As part of the annual conference hosted by the International Society for Technology in Education, NASA Associate Administrator for Education Adena Williams Loston, Ph.D., joined by Astronaut Don Pettit and other special guests, formally announced the first 50 competitively selected NASA Explorer Schools.
Five schools will participate in a July 12 – 18 workshop at NASA Dryden Flight Research Center, Edwards, Calif. They are: Black Mountain Elementary and Middle School, Golden Valley, Ariz.; Flagstaff Middle School, Flagstaff, Ariz.; Kennedy Elementary School, San Diego, Calif.; Edwards Middle School, Edwards Air Force Base, Calif.; and Gifford C. Cole Middle School, Lancaster, Calif.

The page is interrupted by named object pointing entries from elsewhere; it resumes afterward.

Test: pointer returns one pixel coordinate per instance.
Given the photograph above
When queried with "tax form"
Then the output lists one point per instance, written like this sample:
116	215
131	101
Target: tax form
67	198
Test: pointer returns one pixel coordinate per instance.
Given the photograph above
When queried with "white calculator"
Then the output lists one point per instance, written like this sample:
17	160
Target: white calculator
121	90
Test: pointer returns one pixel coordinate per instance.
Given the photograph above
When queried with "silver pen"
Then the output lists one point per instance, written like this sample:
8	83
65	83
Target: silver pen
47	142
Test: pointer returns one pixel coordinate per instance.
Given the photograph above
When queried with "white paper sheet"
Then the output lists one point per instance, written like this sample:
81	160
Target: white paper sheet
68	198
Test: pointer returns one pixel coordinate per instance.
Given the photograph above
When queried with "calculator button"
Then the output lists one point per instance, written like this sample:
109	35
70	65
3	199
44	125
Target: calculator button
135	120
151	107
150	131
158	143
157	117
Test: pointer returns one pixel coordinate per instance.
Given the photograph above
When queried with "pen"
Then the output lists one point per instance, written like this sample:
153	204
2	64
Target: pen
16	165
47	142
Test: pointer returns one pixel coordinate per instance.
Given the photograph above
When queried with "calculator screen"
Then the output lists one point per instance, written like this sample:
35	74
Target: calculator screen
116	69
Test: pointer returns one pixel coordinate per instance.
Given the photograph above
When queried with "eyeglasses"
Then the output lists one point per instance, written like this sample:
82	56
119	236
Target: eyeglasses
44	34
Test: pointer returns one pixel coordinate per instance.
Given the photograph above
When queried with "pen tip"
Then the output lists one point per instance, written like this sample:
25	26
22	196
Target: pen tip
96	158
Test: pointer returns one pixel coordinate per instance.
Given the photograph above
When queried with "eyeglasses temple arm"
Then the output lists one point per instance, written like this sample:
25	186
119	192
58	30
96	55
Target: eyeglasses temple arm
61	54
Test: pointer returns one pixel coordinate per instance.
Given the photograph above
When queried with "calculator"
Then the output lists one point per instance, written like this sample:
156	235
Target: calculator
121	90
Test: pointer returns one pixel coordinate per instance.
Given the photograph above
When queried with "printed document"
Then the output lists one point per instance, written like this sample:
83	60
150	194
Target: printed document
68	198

The new initiative, sponsored by the NASA Education Enterprise in collaboration with the National Science Teachers Association, establishes a three-year partnership between NASA and 50 NASA Explorer Schools teams, consisting of teachers and education administrators from diverse communities across the country. During the commitment period, NASA will invite teams to NASA Centers in an effort to spark innovative science and mathematics instruction directed specifically at students in grades 5 through 8.
The 50 selected school teams represent 30 states. Eighty percent of the schools are located in high poverty areas, with seventy-five percent in predominantly minority communities. Fifty-eight percent of the selected school teams are located in both high poverty and high minority districts.
"NASA's mission is to inspire the next generation of explorers by helping to make learning science and math more fun," remarks Loston. "The NASA Explorer Schools Program will provide us with yet another promising avenue to positively and uniquely impact science and math instruction in the Nation's classrooms."